All-women's colleges face challenges

At the beginning of this month, Sweet Briar College in central Virginia announced it would be closing next year, over a century after its founding in 1901. A small, private liberal arts women’s college, Sweet Briar is the most recent victim of the trend amongst women’s colleges that saw their numbers shrink from roughly 230, in the 1960s, to just 43 this year. The closure is the result of mounting costs, declining interest in small liberal arts schools and questions raised about the value of women’s colleges today.

Sweet Briar’s financial and enrollment troubles were two bigger obstacles to keeping the college open. College President James Jones cited an all-time low in enrollment and national market trends as crippling Sweet Briar’s financial solvency. Tuition dollars were vital to the upkeep of the college since $56 million of its otherwise considerable $84 million endowment were locked up for particular uses.

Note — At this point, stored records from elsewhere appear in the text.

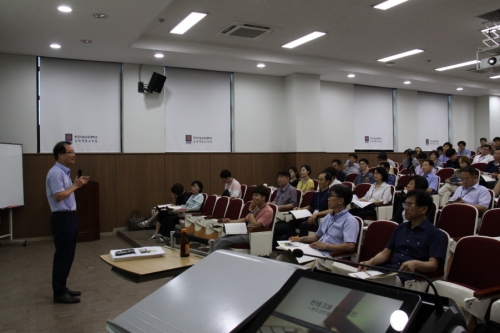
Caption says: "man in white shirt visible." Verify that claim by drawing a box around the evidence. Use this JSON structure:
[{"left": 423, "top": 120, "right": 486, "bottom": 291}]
[{"left": 472, "top": 145, "right": 494, "bottom": 163}]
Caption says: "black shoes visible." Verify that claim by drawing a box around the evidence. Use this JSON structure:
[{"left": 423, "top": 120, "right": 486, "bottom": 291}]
[{"left": 54, "top": 293, "right": 80, "bottom": 304}]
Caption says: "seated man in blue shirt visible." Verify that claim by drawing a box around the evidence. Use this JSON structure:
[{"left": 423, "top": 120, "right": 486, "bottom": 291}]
[
  {"left": 448, "top": 166, "right": 491, "bottom": 215},
  {"left": 358, "top": 190, "right": 447, "bottom": 282},
  {"left": 422, "top": 160, "right": 439, "bottom": 194},
  {"left": 290, "top": 185, "right": 359, "bottom": 269}
]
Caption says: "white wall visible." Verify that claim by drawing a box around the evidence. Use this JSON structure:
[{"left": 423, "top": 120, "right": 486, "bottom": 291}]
[
  {"left": 450, "top": 96, "right": 479, "bottom": 150},
  {"left": 122, "top": 64, "right": 168, "bottom": 153},
  {"left": 233, "top": 73, "right": 287, "bottom": 153},
  {"left": 0, "top": 54, "right": 37, "bottom": 153},
  {"left": 320, "top": 81, "right": 354, "bottom": 152},
  {"left": 394, "top": 89, "right": 418, "bottom": 152}
]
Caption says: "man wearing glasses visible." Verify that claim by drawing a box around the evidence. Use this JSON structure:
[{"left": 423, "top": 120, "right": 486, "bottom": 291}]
[
  {"left": 46, "top": 141, "right": 89, "bottom": 304},
  {"left": 358, "top": 190, "right": 446, "bottom": 286}
]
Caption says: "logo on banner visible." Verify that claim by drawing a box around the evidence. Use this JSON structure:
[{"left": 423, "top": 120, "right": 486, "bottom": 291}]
[{"left": 72, "top": 134, "right": 97, "bottom": 143}]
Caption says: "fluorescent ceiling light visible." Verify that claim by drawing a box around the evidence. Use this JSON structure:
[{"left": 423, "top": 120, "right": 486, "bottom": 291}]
[
  {"left": 377, "top": 49, "right": 424, "bottom": 62},
  {"left": 170, "top": 12, "right": 207, "bottom": 35},
  {"left": 373, "top": 0, "right": 408, "bottom": 10},
  {"left": 436, "top": 60, "right": 479, "bottom": 72},
  {"left": 282, "top": 31, "right": 325, "bottom": 49},
  {"left": 57, "top": 6, "right": 73, "bottom": 13}
]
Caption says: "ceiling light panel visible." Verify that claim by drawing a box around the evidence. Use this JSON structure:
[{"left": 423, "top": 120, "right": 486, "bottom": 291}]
[
  {"left": 282, "top": 31, "right": 326, "bottom": 49},
  {"left": 373, "top": 0, "right": 408, "bottom": 10},
  {"left": 377, "top": 49, "right": 424, "bottom": 62},
  {"left": 170, "top": 12, "right": 207, "bottom": 35},
  {"left": 436, "top": 60, "right": 480, "bottom": 72}
]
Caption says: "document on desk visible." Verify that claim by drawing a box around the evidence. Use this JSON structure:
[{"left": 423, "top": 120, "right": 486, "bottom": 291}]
[{"left": 223, "top": 222, "right": 248, "bottom": 235}]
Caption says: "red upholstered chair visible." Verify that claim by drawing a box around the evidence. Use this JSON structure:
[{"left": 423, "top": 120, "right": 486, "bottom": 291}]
[
  {"left": 345, "top": 173, "right": 358, "bottom": 183},
  {"left": 243, "top": 185, "right": 255, "bottom": 202},
  {"left": 353, "top": 183, "right": 372, "bottom": 199},
  {"left": 477, "top": 208, "right": 500, "bottom": 237},
  {"left": 471, "top": 163, "right": 488, "bottom": 172},
  {"left": 434, "top": 236, "right": 500, "bottom": 320},
  {"left": 224, "top": 199, "right": 243, "bottom": 220}
]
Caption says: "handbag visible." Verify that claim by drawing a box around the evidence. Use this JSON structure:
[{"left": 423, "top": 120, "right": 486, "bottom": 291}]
[{"left": 128, "top": 210, "right": 146, "bottom": 231}]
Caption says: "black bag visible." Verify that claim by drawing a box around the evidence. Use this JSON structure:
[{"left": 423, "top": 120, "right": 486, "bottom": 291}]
[{"left": 128, "top": 210, "right": 147, "bottom": 231}]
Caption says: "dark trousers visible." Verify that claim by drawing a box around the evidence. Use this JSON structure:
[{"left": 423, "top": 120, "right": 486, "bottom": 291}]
[{"left": 50, "top": 212, "right": 78, "bottom": 296}]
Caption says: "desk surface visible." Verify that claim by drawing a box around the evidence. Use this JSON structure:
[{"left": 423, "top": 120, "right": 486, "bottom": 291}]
[{"left": 100, "top": 246, "right": 203, "bottom": 276}]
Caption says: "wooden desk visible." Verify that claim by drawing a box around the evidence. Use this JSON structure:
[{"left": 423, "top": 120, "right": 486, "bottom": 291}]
[{"left": 100, "top": 246, "right": 203, "bottom": 282}]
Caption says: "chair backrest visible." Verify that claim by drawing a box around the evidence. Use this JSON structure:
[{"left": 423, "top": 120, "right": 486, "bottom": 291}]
[
  {"left": 471, "top": 163, "right": 488, "bottom": 171},
  {"left": 438, "top": 203, "right": 478, "bottom": 239},
  {"left": 239, "top": 201, "right": 252, "bottom": 219},
  {"left": 436, "top": 168, "right": 455, "bottom": 181},
  {"left": 300, "top": 191, "right": 316, "bottom": 208},
  {"left": 448, "top": 236, "right": 500, "bottom": 290},
  {"left": 241, "top": 184, "right": 248, "bottom": 200},
  {"left": 353, "top": 183, "right": 372, "bottom": 199},
  {"left": 342, "top": 182, "right": 354, "bottom": 190},
  {"left": 224, "top": 199, "right": 243, "bottom": 220},
  {"left": 212, "top": 197, "right": 229, "bottom": 219},
  {"left": 359, "top": 221, "right": 398, "bottom": 262},
  {"left": 201, "top": 195, "right": 217, "bottom": 215},
  {"left": 345, "top": 172, "right": 358, "bottom": 183},
  {"left": 477, "top": 208, "right": 500, "bottom": 237},
  {"left": 243, "top": 185, "right": 255, "bottom": 202}
]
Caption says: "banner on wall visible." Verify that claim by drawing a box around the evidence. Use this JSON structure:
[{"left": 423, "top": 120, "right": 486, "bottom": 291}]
[
  {"left": 165, "top": 67, "right": 231, "bottom": 152},
  {"left": 40, "top": 58, "right": 121, "bottom": 152},
  {"left": 354, "top": 85, "right": 394, "bottom": 150},
  {"left": 417, "top": 92, "right": 448, "bottom": 151}
]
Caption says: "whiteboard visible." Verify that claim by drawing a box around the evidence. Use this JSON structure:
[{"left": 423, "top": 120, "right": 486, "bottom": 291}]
[{"left": 0, "top": 143, "right": 24, "bottom": 209}]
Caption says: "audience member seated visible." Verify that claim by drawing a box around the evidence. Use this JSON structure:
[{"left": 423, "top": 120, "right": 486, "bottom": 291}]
[
  {"left": 476, "top": 138, "right": 488, "bottom": 154},
  {"left": 448, "top": 166, "right": 491, "bottom": 215},
  {"left": 288, "top": 166, "right": 299, "bottom": 187},
  {"left": 149, "top": 180, "right": 204, "bottom": 242},
  {"left": 415, "top": 152, "right": 427, "bottom": 176},
  {"left": 284, "top": 172, "right": 332, "bottom": 239},
  {"left": 344, "top": 154, "right": 361, "bottom": 176},
  {"left": 391, "top": 176, "right": 430, "bottom": 224},
  {"left": 354, "top": 158, "right": 375, "bottom": 185},
  {"left": 380, "top": 162, "right": 396, "bottom": 186},
  {"left": 429, "top": 150, "right": 443, "bottom": 172},
  {"left": 484, "top": 149, "right": 500, "bottom": 189},
  {"left": 457, "top": 141, "right": 471, "bottom": 158},
  {"left": 438, "top": 156, "right": 471, "bottom": 207},
  {"left": 278, "top": 185, "right": 359, "bottom": 269},
  {"left": 358, "top": 190, "right": 447, "bottom": 286},
  {"left": 350, "top": 167, "right": 392, "bottom": 220},
  {"left": 323, "top": 167, "right": 342, "bottom": 188},
  {"left": 444, "top": 148, "right": 460, "bottom": 169},
  {"left": 297, "top": 164, "right": 315, "bottom": 193},
  {"left": 472, "top": 145, "right": 493, "bottom": 164},
  {"left": 220, "top": 169, "right": 241, "bottom": 199},
  {"left": 214, "top": 185, "right": 274, "bottom": 250}
]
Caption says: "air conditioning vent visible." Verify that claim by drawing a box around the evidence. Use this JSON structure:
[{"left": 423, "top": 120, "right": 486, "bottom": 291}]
[{"left": 217, "top": 22, "right": 274, "bottom": 40}]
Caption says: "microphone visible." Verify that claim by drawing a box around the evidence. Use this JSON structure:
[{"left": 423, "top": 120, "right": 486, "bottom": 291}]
[{"left": 292, "top": 249, "right": 444, "bottom": 314}]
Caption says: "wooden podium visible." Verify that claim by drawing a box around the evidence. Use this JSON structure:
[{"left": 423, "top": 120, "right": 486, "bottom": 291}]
[{"left": 75, "top": 181, "right": 101, "bottom": 242}]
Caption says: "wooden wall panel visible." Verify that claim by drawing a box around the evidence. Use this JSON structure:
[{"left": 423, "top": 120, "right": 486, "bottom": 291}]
[{"left": 115, "top": 154, "right": 168, "bottom": 231}]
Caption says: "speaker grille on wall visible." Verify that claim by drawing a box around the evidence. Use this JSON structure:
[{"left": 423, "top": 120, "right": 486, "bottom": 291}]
[{"left": 147, "top": 72, "right": 167, "bottom": 93}]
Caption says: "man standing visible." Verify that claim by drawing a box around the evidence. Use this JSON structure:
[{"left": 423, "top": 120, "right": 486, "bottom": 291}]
[
  {"left": 358, "top": 190, "right": 446, "bottom": 285},
  {"left": 46, "top": 141, "right": 90, "bottom": 304},
  {"left": 220, "top": 169, "right": 241, "bottom": 199}
]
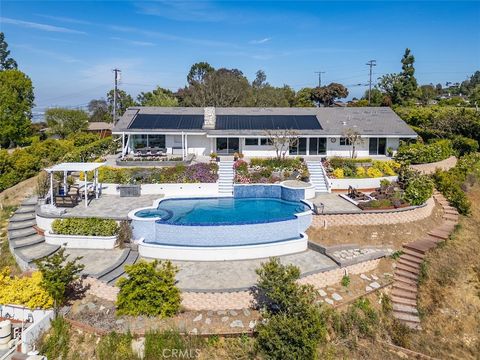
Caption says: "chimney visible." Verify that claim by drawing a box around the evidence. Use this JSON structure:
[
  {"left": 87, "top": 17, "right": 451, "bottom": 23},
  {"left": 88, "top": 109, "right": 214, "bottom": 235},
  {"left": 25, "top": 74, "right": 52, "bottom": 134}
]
[{"left": 203, "top": 106, "right": 217, "bottom": 129}]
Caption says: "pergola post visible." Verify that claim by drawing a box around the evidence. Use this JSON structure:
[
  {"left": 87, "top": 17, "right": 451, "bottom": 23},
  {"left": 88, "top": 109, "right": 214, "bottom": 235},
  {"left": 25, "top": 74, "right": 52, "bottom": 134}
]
[
  {"left": 50, "top": 171, "right": 53, "bottom": 205},
  {"left": 83, "top": 171, "right": 88, "bottom": 207}
]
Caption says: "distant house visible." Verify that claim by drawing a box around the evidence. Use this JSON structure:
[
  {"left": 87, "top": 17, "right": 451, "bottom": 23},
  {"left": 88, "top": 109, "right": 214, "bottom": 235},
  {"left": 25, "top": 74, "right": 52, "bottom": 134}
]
[
  {"left": 87, "top": 121, "right": 113, "bottom": 138},
  {"left": 112, "top": 107, "right": 417, "bottom": 157}
]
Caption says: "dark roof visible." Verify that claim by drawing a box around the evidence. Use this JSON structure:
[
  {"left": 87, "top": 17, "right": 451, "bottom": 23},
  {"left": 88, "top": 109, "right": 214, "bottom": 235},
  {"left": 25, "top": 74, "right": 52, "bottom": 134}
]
[
  {"left": 215, "top": 115, "right": 322, "bottom": 130},
  {"left": 129, "top": 114, "right": 203, "bottom": 130}
]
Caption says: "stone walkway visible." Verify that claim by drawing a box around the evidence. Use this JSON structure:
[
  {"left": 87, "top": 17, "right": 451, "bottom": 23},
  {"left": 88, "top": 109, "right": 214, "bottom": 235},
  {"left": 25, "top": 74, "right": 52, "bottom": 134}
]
[{"left": 411, "top": 156, "right": 457, "bottom": 174}]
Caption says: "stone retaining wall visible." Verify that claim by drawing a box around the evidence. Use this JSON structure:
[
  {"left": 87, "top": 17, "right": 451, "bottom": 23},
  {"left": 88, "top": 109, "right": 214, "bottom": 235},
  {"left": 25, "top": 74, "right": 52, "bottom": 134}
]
[
  {"left": 85, "top": 259, "right": 380, "bottom": 311},
  {"left": 312, "top": 198, "right": 435, "bottom": 228}
]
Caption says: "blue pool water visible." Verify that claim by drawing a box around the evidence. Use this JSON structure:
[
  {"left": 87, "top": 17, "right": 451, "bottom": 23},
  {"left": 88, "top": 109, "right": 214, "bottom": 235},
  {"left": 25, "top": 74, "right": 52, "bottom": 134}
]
[{"left": 135, "top": 197, "right": 310, "bottom": 225}]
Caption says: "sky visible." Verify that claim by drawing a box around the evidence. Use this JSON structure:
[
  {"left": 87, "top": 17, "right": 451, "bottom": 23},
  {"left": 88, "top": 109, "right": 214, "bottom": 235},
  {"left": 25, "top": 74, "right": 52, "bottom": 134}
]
[{"left": 0, "top": 0, "right": 480, "bottom": 112}]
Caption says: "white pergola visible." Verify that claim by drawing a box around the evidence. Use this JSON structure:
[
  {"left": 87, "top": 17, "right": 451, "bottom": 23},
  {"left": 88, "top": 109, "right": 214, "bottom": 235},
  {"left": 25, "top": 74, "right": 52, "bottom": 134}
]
[{"left": 45, "top": 162, "right": 105, "bottom": 207}]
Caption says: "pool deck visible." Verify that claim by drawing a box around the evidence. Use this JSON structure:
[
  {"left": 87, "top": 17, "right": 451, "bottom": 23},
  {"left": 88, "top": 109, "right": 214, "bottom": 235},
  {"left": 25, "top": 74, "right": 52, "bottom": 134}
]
[
  {"left": 169, "top": 250, "right": 338, "bottom": 292},
  {"left": 38, "top": 195, "right": 163, "bottom": 220},
  {"left": 310, "top": 193, "right": 362, "bottom": 214}
]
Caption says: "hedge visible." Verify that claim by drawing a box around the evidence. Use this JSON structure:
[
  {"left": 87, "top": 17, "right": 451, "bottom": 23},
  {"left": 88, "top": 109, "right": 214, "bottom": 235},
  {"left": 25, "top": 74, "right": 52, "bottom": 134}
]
[
  {"left": 52, "top": 218, "right": 118, "bottom": 236},
  {"left": 395, "top": 139, "right": 455, "bottom": 164}
]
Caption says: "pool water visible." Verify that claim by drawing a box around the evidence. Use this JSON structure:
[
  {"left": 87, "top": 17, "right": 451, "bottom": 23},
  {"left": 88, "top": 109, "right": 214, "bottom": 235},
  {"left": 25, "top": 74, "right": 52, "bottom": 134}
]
[{"left": 135, "top": 197, "right": 310, "bottom": 225}]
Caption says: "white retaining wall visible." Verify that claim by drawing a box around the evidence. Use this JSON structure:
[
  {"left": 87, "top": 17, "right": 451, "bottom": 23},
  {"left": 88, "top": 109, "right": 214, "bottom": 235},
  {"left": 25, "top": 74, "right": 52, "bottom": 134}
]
[
  {"left": 329, "top": 176, "right": 397, "bottom": 190},
  {"left": 45, "top": 231, "right": 117, "bottom": 250},
  {"left": 1, "top": 305, "right": 54, "bottom": 354}
]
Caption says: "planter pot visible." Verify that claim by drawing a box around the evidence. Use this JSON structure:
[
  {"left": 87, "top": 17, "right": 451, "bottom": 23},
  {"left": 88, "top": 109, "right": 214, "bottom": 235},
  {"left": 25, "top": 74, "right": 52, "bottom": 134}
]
[{"left": 45, "top": 231, "right": 117, "bottom": 250}]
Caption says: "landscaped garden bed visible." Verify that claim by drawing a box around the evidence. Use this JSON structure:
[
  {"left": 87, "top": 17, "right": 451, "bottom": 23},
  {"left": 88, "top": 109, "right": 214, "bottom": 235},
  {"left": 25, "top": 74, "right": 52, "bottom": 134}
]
[
  {"left": 80, "top": 163, "right": 218, "bottom": 184},
  {"left": 45, "top": 218, "right": 119, "bottom": 249},
  {"left": 234, "top": 157, "right": 310, "bottom": 184}
]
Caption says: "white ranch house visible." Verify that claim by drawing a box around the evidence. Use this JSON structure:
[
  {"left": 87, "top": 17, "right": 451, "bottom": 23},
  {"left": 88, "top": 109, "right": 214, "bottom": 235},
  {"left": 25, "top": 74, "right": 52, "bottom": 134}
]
[{"left": 113, "top": 107, "right": 417, "bottom": 157}]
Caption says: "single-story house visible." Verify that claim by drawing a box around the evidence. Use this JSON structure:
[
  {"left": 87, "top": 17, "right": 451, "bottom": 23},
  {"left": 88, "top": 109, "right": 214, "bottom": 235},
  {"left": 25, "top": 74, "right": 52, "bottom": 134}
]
[{"left": 112, "top": 107, "right": 417, "bottom": 157}]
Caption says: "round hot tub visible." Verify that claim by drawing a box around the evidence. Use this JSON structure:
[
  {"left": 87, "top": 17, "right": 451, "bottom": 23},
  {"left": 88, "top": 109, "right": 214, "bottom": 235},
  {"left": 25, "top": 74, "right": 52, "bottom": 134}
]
[{"left": 129, "top": 197, "right": 311, "bottom": 261}]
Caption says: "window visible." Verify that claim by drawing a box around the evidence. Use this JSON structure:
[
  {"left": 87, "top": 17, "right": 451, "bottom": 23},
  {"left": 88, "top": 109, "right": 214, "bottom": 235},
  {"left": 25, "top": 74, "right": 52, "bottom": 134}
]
[
  {"left": 340, "top": 138, "right": 352, "bottom": 146},
  {"left": 245, "top": 138, "right": 258, "bottom": 145}
]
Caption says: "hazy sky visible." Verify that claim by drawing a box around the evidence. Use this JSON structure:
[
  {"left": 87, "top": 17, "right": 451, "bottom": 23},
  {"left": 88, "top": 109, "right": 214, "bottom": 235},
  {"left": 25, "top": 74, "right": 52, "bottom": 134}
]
[{"left": 0, "top": 0, "right": 480, "bottom": 111}]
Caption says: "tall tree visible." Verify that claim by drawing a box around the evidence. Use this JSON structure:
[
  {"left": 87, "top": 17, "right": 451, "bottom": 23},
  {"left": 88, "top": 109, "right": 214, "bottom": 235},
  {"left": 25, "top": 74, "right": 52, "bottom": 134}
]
[
  {"left": 137, "top": 86, "right": 178, "bottom": 107},
  {"left": 312, "top": 83, "right": 348, "bottom": 106},
  {"left": 0, "top": 70, "right": 34, "bottom": 147},
  {"left": 107, "top": 89, "right": 137, "bottom": 117},
  {"left": 88, "top": 99, "right": 112, "bottom": 122},
  {"left": 0, "top": 32, "right": 17, "bottom": 71},
  {"left": 45, "top": 108, "right": 88, "bottom": 139},
  {"left": 400, "top": 48, "right": 418, "bottom": 102}
]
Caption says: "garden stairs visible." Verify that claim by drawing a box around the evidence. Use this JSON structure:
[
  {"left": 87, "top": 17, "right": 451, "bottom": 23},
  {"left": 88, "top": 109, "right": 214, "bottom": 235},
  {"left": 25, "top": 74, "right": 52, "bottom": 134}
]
[
  {"left": 391, "top": 193, "right": 458, "bottom": 330},
  {"left": 8, "top": 197, "right": 138, "bottom": 284},
  {"left": 218, "top": 160, "right": 235, "bottom": 195},
  {"left": 307, "top": 161, "right": 331, "bottom": 193}
]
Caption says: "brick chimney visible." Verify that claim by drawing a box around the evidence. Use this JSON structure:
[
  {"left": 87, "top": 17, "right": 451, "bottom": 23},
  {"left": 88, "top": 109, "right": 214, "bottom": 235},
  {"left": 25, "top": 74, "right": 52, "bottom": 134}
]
[{"left": 203, "top": 106, "right": 217, "bottom": 129}]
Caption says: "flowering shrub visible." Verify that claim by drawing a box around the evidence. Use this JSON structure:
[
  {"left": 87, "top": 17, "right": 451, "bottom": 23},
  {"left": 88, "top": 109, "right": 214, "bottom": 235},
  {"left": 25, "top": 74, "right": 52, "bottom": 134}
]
[
  {"left": 332, "top": 168, "right": 345, "bottom": 179},
  {"left": 0, "top": 267, "right": 53, "bottom": 309}
]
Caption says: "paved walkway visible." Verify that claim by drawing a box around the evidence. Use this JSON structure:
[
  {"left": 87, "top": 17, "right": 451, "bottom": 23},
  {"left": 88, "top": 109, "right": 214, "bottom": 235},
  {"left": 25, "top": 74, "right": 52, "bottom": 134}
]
[
  {"left": 411, "top": 156, "right": 457, "bottom": 174},
  {"left": 310, "top": 193, "right": 362, "bottom": 214},
  {"left": 170, "top": 250, "right": 337, "bottom": 291},
  {"left": 42, "top": 195, "right": 159, "bottom": 220}
]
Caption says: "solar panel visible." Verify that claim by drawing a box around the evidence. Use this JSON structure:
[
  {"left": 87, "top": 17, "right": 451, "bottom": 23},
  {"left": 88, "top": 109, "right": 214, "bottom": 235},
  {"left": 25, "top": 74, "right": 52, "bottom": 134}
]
[
  {"left": 215, "top": 115, "right": 322, "bottom": 130},
  {"left": 128, "top": 114, "right": 203, "bottom": 130}
]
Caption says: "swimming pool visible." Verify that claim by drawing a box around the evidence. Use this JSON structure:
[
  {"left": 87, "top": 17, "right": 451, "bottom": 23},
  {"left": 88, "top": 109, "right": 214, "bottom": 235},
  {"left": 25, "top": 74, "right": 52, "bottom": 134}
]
[{"left": 135, "top": 197, "right": 310, "bottom": 225}]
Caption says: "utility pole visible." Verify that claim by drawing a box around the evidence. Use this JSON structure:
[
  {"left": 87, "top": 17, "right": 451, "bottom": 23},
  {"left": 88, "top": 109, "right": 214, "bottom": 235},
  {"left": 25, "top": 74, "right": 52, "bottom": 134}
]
[
  {"left": 112, "top": 68, "right": 122, "bottom": 124},
  {"left": 315, "top": 71, "right": 325, "bottom": 87},
  {"left": 366, "top": 60, "right": 377, "bottom": 105}
]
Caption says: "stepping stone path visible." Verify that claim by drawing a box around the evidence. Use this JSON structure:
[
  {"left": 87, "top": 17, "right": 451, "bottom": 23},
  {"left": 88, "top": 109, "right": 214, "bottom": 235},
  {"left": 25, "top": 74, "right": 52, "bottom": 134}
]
[{"left": 392, "top": 191, "right": 459, "bottom": 330}]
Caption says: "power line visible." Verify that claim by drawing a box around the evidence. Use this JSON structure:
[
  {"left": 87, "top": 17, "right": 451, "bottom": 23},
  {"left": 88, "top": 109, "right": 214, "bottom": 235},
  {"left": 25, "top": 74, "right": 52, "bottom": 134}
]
[
  {"left": 315, "top": 71, "right": 325, "bottom": 87},
  {"left": 366, "top": 60, "right": 377, "bottom": 105}
]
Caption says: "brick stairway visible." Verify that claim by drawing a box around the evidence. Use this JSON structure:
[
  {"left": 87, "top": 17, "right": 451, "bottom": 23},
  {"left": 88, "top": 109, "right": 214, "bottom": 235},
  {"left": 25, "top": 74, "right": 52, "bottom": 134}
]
[{"left": 391, "top": 192, "right": 458, "bottom": 330}]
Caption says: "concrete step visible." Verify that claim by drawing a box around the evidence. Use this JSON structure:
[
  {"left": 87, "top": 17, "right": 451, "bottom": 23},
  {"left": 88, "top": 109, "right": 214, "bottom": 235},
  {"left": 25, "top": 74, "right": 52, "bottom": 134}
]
[
  {"left": 391, "top": 295, "right": 417, "bottom": 306},
  {"left": 9, "top": 212, "right": 35, "bottom": 223},
  {"left": 393, "top": 304, "right": 418, "bottom": 316},
  {"left": 8, "top": 226, "right": 37, "bottom": 240},
  {"left": 393, "top": 281, "right": 417, "bottom": 295},
  {"left": 15, "top": 205, "right": 35, "bottom": 214},
  {"left": 8, "top": 219, "right": 37, "bottom": 230},
  {"left": 10, "top": 233, "right": 45, "bottom": 249},
  {"left": 15, "top": 242, "right": 60, "bottom": 264},
  {"left": 392, "top": 289, "right": 417, "bottom": 302}
]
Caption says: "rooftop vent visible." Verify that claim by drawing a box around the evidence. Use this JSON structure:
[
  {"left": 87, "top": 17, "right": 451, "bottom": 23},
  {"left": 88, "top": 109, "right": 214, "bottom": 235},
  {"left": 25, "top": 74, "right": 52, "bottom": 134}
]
[{"left": 203, "top": 106, "right": 217, "bottom": 129}]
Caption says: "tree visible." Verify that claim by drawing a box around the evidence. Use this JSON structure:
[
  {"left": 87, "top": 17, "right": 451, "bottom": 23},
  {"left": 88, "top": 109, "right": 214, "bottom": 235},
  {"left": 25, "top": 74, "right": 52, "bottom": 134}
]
[
  {"left": 45, "top": 108, "right": 88, "bottom": 139},
  {"left": 343, "top": 129, "right": 363, "bottom": 159},
  {"left": 35, "top": 247, "right": 85, "bottom": 309},
  {"left": 312, "top": 83, "right": 348, "bottom": 106},
  {"left": 417, "top": 85, "right": 437, "bottom": 105},
  {"left": 295, "top": 88, "right": 315, "bottom": 107},
  {"left": 400, "top": 48, "right": 417, "bottom": 102},
  {"left": 265, "top": 130, "right": 298, "bottom": 159},
  {"left": 107, "top": 89, "right": 137, "bottom": 117},
  {"left": 137, "top": 86, "right": 178, "bottom": 107},
  {"left": 116, "top": 260, "right": 181, "bottom": 317},
  {"left": 0, "top": 32, "right": 17, "bottom": 71},
  {"left": 0, "top": 70, "right": 34, "bottom": 147}
]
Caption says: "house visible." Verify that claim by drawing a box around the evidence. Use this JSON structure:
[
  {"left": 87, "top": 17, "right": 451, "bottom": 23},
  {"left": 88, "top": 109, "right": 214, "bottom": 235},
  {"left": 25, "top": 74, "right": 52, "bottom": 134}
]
[
  {"left": 112, "top": 107, "right": 417, "bottom": 157},
  {"left": 87, "top": 121, "right": 113, "bottom": 138}
]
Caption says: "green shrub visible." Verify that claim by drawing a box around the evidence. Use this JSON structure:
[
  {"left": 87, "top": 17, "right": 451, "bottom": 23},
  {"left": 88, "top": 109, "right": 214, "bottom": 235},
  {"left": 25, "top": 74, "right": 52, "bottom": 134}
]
[
  {"left": 452, "top": 135, "right": 478, "bottom": 156},
  {"left": 52, "top": 218, "right": 118, "bottom": 236},
  {"left": 395, "top": 139, "right": 454, "bottom": 164},
  {"left": 38, "top": 316, "right": 71, "bottom": 359},
  {"left": 116, "top": 261, "right": 181, "bottom": 317},
  {"left": 95, "top": 331, "right": 138, "bottom": 360},
  {"left": 403, "top": 175, "right": 433, "bottom": 205}
]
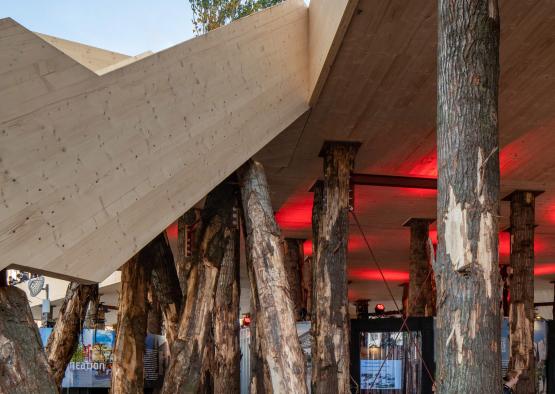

As we have written in the past, the debate about the value of liberal arts education continues as students seek more focused curricula. Additionally, small liberal arts schools are increasingly difficult for students to commit to given the rising costs associated with earning college degrees that demand compensation through employability.

But perhaps the biggest contributor to Sweet Briar’s problems is the question of what value niche all-women’s colleges offer to today’s applicants. The benefits are many and intuitive. An all-women’s school affords women the chance to be uniquely empowered by a welcoming community. This space for confidence and growth is fertile ground for the development of capable and influential women who go through an undergraduate experience largely insulated from the palpable academic and social gender bias constantly scrutinized at co-ed schools. But this separation can be a double-edged sword because graduates, particularly of geographically isolated colleges, largely fail to experience firsthand the gender inequities they may encounter later in their post-graduate careers, however well prepared they may be in theory.

Many would respond that students have the rest of their lives to engage with gender inequality and experience the consequent gender dynamics, but co-ed schools stand to offer this upfront without the diversity problems inherent to single-gender colleges. Duke’s Baldwin and WHO single-sex housing sections provide niches that balance spaces for female empowerment and development alongside a co-ed experience, emphasizing the benefits of an all-women’s school and an engagement of gender issues without the full-time insulating costs.

Unfortunately, this model of provisioning spaces for women in a co-ed university was not possible given Sweet Briar’s founding documents, but we applaud co-ed universities that prioritize ensuring this balance of spaces, signaling the lesson learned from the era of women’s schools and guaranteeing their core ideas carry forward as the landscape of higher education shifts. Yet, there might be a silver lining to find in the decline of these smaller niche universities if it indicates female applicants today feel more socially enabled to make co-ed schools their first choices compared to in 1901 and the 1960s.